European Disunion

Europe’s leaders just committed a blunder known in the literary world as “Chekhov’s Gun.” The Russian playwright would put a rifle on stage only if someone was going to fire it. Translated into politics this means, don’t convene a summit on the financial crisis unless you are going to agree on a solid plan.

Instead of reassuring markets that the European Union is united, the message from the weekend meeting in Paris was: Every country for itself. “Each government will act in its own way, but will have to coordinate with others,” French President Nicolas Sarkozy told reporters.

The current panic goes well beyond Europe’s shores, just as the credit mania that preceded it was global in nature. The plunge in stock markets world-wide yesterday, as well as in commodity prices, indicates that investors believe the credit and banking crisis is spreading to real economies. Europe and the U.S. are probably falling into recession, and Japan is already there. For all the talk about continued strength in China and India, those economies will be hard-pressed to keep the global economy going if the big three of America, Europe and Japan are stalled.

The ink on Saturday’s nondeal wasn’t even dry when Berlin violated even that vague promise of coordination. Following Ireland’s move last week to secure all deposits, bonds, senior debt and lower Tier-II debt for its six biggest banks, Germany upped the ante Sunday night when it decided to guarantee all private deposits.

British media report that British Prime Minister Gordon Brown is furious that Chancellor Angela Merkel apparently gave no indication the day before that she was planning anything like this. Dublin’s beggar-thy-neighbor move had already put pressure on London to follow suit as British savers flooded the supposedly safer shores of Ireland. The U.K. Friday raised its deposit insurance to £50,000 from £35,000, and Berlin’s move may force London to raise the stakes again in Europe’s bailout poker. If new limits were going to be introduced, a unified announcement would have been much more effective in staving off a European bank run.

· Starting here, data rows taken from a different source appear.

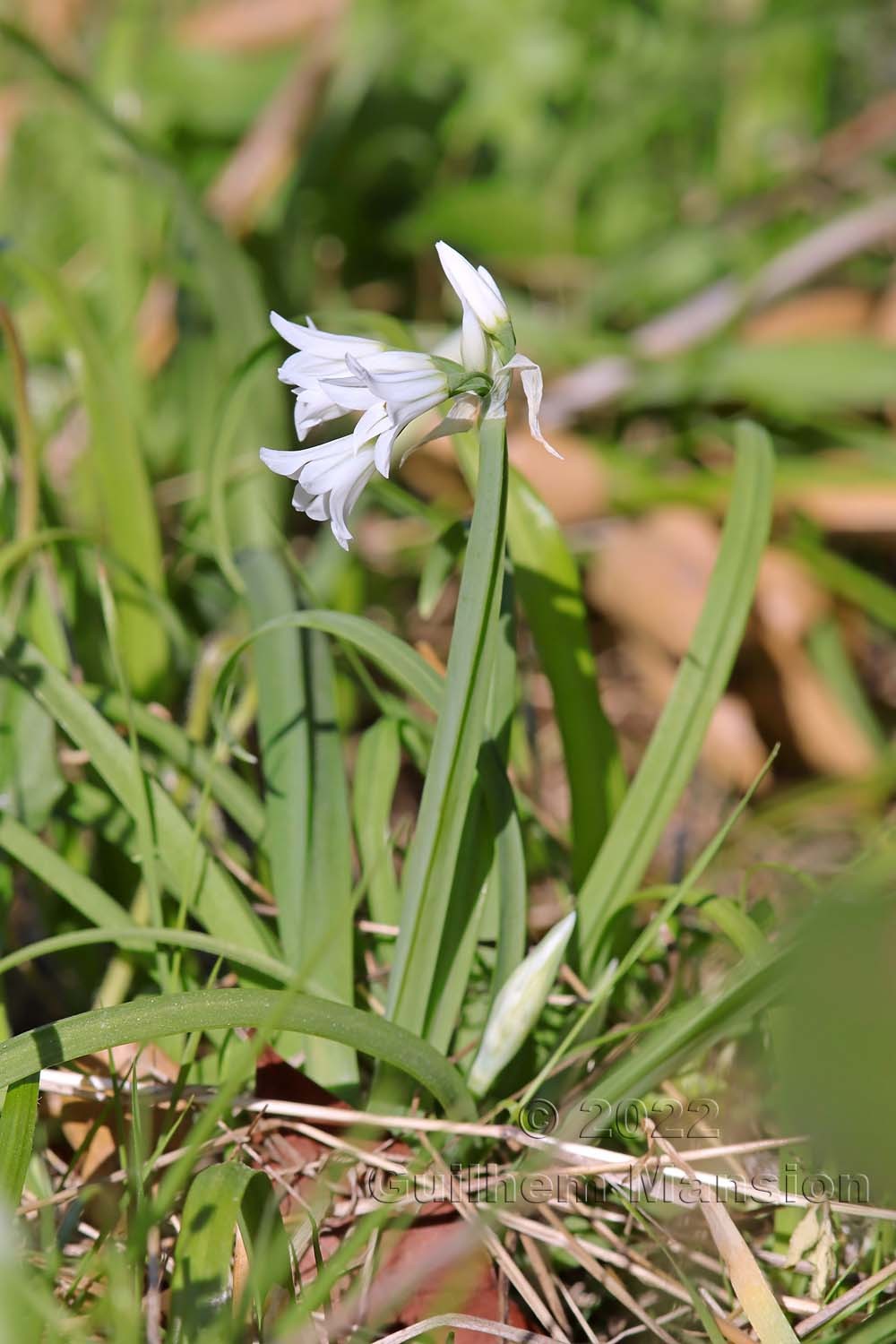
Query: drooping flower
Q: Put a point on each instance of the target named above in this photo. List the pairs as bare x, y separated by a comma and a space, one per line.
485, 308
330, 480
394, 392
316, 368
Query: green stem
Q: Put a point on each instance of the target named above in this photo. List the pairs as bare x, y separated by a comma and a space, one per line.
27, 440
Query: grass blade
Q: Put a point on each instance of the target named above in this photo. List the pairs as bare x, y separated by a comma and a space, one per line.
16, 1137
435, 849
551, 594
210, 1010
218, 902
220, 1201
120, 475
702, 679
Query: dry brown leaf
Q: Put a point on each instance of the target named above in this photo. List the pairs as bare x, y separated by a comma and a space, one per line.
241, 26
821, 314
849, 508
788, 601
884, 320
54, 22
826, 736
732, 750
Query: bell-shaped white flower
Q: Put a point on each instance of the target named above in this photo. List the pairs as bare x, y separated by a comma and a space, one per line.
330, 480
320, 358
517, 1007
476, 289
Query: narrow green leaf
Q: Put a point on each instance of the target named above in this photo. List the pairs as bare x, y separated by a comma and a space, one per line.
120, 475
218, 905
376, 769
702, 679
210, 1010
432, 860
685, 1032
284, 731
226, 788
74, 887
142, 937
16, 1139
547, 581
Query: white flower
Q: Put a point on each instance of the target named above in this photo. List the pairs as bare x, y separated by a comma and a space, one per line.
322, 358
487, 340
328, 480
517, 1007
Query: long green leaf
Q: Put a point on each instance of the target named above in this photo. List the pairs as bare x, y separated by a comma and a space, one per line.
80, 892
284, 731
702, 679
226, 788
218, 902
220, 1201
210, 1010
145, 937
551, 594
120, 475
397, 659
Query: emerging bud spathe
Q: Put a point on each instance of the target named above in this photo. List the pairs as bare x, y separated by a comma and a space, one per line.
484, 308
394, 392
517, 1007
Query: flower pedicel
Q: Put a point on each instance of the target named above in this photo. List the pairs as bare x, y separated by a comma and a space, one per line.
394, 392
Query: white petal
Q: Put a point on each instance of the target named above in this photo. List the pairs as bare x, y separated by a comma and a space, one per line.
371, 425
285, 464
474, 347
532, 386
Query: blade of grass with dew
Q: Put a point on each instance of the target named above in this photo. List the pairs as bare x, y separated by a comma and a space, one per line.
474, 903
284, 733
433, 855
18, 1123
218, 903
397, 659
702, 679
549, 590
328, 908
145, 820
77, 890
144, 938
207, 1010
376, 771
120, 475
220, 1202
685, 1032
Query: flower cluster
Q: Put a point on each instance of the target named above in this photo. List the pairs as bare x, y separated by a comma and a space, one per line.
394, 392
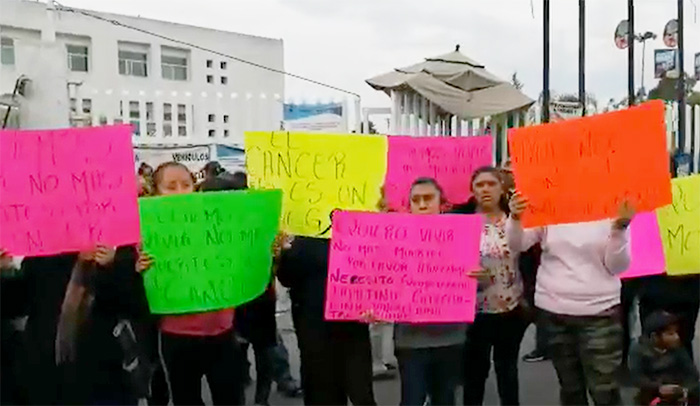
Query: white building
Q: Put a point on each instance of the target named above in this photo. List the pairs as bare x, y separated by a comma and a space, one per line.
171, 93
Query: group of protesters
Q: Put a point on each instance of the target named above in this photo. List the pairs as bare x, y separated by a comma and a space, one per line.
76, 327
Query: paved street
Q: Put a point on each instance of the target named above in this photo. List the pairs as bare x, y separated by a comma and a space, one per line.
538, 381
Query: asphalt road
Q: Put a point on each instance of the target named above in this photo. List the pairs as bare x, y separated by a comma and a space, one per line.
538, 381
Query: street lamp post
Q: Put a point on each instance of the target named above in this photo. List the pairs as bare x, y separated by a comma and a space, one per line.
681, 81
630, 53
582, 55
545, 63
643, 38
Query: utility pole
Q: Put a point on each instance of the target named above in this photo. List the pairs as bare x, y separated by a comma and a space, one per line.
545, 64
681, 80
582, 55
630, 54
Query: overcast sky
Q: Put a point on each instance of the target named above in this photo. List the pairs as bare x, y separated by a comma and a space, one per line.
344, 42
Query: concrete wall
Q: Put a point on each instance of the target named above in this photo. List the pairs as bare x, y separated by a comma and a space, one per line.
252, 97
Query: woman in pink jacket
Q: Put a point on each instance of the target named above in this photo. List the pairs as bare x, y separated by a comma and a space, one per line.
578, 295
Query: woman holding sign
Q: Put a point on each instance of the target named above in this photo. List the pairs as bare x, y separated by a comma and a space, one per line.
427, 353
198, 344
336, 357
500, 321
72, 302
578, 294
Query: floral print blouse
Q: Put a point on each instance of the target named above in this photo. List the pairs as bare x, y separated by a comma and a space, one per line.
503, 291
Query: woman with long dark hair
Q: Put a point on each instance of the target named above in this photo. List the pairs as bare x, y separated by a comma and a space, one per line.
427, 353
500, 320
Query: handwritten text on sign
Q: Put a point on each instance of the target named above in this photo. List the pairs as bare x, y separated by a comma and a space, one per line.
680, 227
582, 170
212, 250
67, 190
451, 161
318, 173
402, 267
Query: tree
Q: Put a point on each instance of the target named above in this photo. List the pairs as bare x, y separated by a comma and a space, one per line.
516, 82
371, 128
591, 101
694, 99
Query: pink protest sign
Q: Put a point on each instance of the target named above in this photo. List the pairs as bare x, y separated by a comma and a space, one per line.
450, 161
402, 267
67, 190
647, 251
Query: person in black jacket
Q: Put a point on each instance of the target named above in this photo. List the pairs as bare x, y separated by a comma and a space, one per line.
336, 357
73, 302
11, 293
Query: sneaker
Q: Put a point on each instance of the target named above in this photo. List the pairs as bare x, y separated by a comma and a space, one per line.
290, 389
535, 356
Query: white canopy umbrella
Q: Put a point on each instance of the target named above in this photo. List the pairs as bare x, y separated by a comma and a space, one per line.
456, 85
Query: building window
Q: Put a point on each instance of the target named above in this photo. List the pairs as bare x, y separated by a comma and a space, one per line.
174, 67
87, 106
7, 51
77, 58
134, 108
181, 113
133, 63
167, 112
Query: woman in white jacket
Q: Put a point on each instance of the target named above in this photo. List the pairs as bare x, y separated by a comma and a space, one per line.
578, 296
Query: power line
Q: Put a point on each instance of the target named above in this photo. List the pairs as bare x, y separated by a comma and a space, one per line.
61, 7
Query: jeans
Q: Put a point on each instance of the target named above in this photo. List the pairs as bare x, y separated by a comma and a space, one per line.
429, 372
502, 333
587, 353
188, 358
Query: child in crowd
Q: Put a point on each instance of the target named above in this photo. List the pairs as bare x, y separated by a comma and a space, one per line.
661, 368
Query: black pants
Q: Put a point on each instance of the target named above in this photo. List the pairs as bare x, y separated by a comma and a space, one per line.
629, 292
12, 391
188, 358
428, 372
687, 312
336, 365
503, 333
264, 368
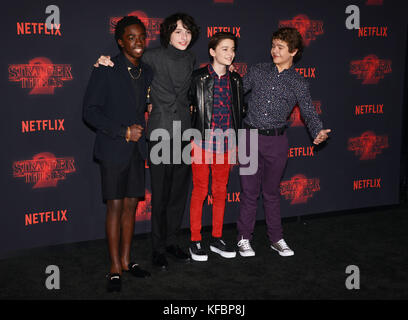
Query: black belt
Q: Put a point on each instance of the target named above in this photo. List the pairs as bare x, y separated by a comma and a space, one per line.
267, 132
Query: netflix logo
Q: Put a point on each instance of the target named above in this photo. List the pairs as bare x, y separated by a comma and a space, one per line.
367, 184
231, 197
214, 29
38, 28
372, 32
307, 72
369, 109
144, 208
296, 152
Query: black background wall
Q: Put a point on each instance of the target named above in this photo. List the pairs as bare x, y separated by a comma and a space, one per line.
51, 185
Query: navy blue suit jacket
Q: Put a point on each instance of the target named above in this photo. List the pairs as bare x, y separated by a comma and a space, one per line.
110, 105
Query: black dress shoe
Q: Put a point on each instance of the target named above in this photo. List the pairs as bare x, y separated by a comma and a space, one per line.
113, 282
136, 271
160, 261
178, 253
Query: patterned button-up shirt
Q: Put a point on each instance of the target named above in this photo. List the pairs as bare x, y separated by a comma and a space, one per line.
275, 94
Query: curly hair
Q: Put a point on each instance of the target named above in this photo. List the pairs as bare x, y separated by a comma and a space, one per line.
123, 23
170, 24
293, 38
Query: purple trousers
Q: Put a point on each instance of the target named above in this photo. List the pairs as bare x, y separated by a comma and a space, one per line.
272, 158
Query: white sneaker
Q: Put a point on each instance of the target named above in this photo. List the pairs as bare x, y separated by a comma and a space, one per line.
245, 249
282, 248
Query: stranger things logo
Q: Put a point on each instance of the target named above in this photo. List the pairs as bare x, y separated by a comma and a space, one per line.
309, 29
299, 189
44, 170
40, 75
152, 25
368, 145
370, 69
144, 208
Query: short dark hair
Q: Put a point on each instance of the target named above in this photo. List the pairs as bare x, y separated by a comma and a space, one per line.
293, 38
217, 38
123, 23
170, 24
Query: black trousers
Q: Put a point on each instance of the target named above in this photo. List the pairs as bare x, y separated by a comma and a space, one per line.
170, 184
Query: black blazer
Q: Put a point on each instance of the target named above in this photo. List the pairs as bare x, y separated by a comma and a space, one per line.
110, 105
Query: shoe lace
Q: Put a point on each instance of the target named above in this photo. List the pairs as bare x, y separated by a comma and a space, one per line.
244, 243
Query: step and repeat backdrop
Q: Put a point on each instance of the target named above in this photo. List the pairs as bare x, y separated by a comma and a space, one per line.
354, 61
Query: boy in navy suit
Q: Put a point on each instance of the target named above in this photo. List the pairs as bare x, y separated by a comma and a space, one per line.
115, 104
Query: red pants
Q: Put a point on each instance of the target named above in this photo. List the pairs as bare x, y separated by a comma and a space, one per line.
219, 177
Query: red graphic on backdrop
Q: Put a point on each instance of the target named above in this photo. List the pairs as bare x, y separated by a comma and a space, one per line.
299, 189
309, 29
152, 25
144, 208
44, 170
368, 145
374, 2
40, 75
371, 69
295, 118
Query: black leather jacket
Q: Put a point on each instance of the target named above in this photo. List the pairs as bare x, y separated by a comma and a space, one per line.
202, 97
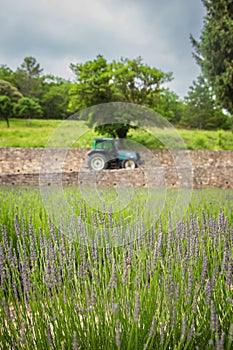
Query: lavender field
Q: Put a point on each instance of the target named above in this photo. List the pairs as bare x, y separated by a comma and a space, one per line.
171, 288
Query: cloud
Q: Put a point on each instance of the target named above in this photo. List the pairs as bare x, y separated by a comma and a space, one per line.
58, 33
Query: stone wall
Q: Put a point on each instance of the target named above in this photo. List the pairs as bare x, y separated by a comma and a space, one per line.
21, 166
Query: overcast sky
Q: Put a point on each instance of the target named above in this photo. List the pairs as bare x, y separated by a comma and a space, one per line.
58, 32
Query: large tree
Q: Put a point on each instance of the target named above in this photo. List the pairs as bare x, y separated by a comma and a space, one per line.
201, 110
129, 81
214, 50
28, 78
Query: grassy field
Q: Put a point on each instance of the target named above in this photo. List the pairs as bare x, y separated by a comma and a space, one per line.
170, 288
36, 133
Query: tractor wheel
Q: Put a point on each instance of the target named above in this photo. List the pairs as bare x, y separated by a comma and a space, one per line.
97, 162
129, 164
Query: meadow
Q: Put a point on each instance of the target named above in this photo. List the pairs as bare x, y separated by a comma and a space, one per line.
170, 288
36, 133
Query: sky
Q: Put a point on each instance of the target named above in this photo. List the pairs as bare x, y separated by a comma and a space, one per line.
58, 33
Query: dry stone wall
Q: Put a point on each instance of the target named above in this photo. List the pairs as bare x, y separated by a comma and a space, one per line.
34, 166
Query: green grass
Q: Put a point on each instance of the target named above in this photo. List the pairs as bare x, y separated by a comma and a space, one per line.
171, 288
37, 133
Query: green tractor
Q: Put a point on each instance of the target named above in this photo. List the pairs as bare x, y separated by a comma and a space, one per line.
108, 153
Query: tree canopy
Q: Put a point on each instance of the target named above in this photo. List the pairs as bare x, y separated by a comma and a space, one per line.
214, 50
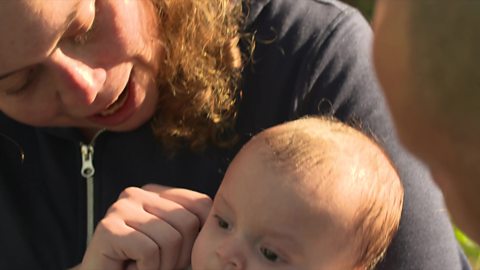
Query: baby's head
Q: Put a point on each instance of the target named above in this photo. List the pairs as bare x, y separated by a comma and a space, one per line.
309, 194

Let’s hope depositors won’t call their leaders’ bluff. Deposit insurance is designed to prevent bank runs from occurring in the first place. To do that, they have to be credible and therefore limited. Berlin’s step secures more than €1 trillion of savings, equivalent to around half of its GDP. By guaranteeing such astronomical sums, Berlin may cause more panic, not less, if savers conclude that the insurance can’t be upheld — at least not without ruining public finances for generations.

Also on Sunday night — the late hours just before Asia’s market opening have become the preferred time for European rescue deals — Berlin had to resuscitate a bailout plan for Hypo Real Estate. A consortium of private banks had stepped back from the original €35 billion deal; Berlin’s arm-twisting got them back on board with a new €50 billion credit line.

Hypo’s troubles show that Europe’s ad hoc bailouts aren’t working as smoothly as originally hoped. The Fortis bank rescue negotiated 10 days ago between the Benelux governments almost came undone, too, when the Dutch decided to take over all of Fortis’s operations in the Netherlands. That forced Belgium to quickly find a solution for its stake. Early yesterday, BNP Paribas agreed to take control of Fortis’s operations in Belgium and Luxembourg in a €14.5 billion cash-and-shares transaction.

The developments with Fortis show that public intervention can open the doors for private capital to follow, which is the preferred solution. But the Dutch move could have left the Belgians standing in the rain. If even The Hague and Brussels, with decades of experience with cooperation, can’t rely on each other, how much hope is there that other capitals will be able to quickly save a bank with cross-border operations?

Europe would fare better with a more comprehensive approach. That doesn’t mean copying the Paulson plan. Ideally, a Continental resolution authority with enough money would help recapitalize the banks. Such funding is crucial as the financials of European banks are even more overleveraged than their U.S. competitors. Though BNP stepped up in the Fortis case, it’s more likely that public capital will be needed as long as much private money is heading for the exits.

Cooperation makes sense, too, because national solutions may outstrip any one government’s resources. Non-EU member Iceland is the most urgent case. Reykjavik is struggling to rescue its banks, whose assets dwarf the island’s GDP.

German Finance Minister Peer Steinbrück acknowledged late yesterday that “at some point individual solutions are no longer enough.” He said Berlin was looking at putting up an “umbrella for Germany as a whole.” That at least has the ring of a more comprehensive national approach, even if the details are still unclear.

The reason the money markets have seized is that banks don’t trust each other. The reason Europe struggles to find a systemic solution to this crisis is that governments don’t trust each other. This is a poor record for the EU 51 years after its founding, one that may cost it dearly.